Otra noche, después de no dejar ni una pizca de pulpo a la gallega con cachelos, tuvo un sueño mucho más relajado, donde, delante de una ventana con vistas al desierto,  su mujer y él se correspondían con bellas cartas de amor. Aquella noche,  Ana también durmió poco, aunque por otros motivos.

A la siguiente semana, Juan se acostó con una pata de madera de sándalo, que le llevaba corriendo a toda velocidad, intentando salvar al señor Lavander, que esperaba, con la maleta preparada,  una inoportuna visita. De repente se encontraba delante de una mesa con cinco pizzas y diez hamburguesas, mientras unos autómatas, que discutían sobre la existencia de Dios, observaban como le resbalaba la grasa por la barbilla.

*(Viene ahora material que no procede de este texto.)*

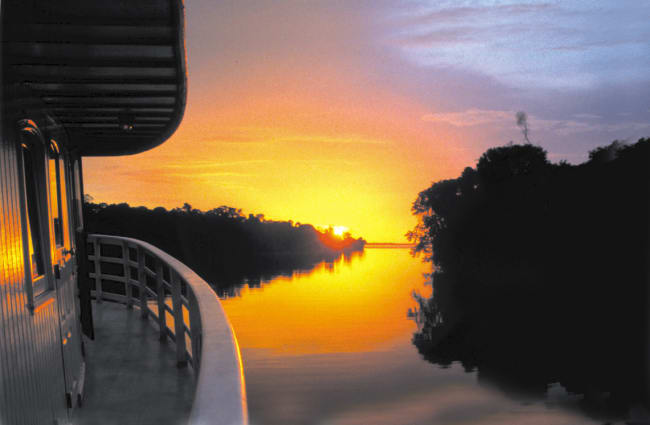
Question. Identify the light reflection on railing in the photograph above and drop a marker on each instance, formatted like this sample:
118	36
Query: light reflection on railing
135	273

Por primera vez, Juanillo empezó a plantearse seriamente abandonar esa rutina. Se dio de margen una semana.

Aquella noche, el sueño empezó triste, por una amistad defraudada, continuó llorando por el accidentado final del amor entre un niño y su perro. Pero lo peor fue cuando se encontró una guadaña antes sus ojos, a la que se dirigió diciendo: Hola, muerte, te saludo.

Se despertó llorando, se abrazó a Ana, y le prometió que nunca más volvería a allí… nunca más volvería a pisar el Asador Gallego.
 
Este cuento se lo dedico a mis compañeros de aventura, que me han hecho pasar tan buenos ratos, a los creadores que han tenido a bien compartir un rato con nosotros y la jefa de taller, por la generosidad con la que nos ha obsequiado.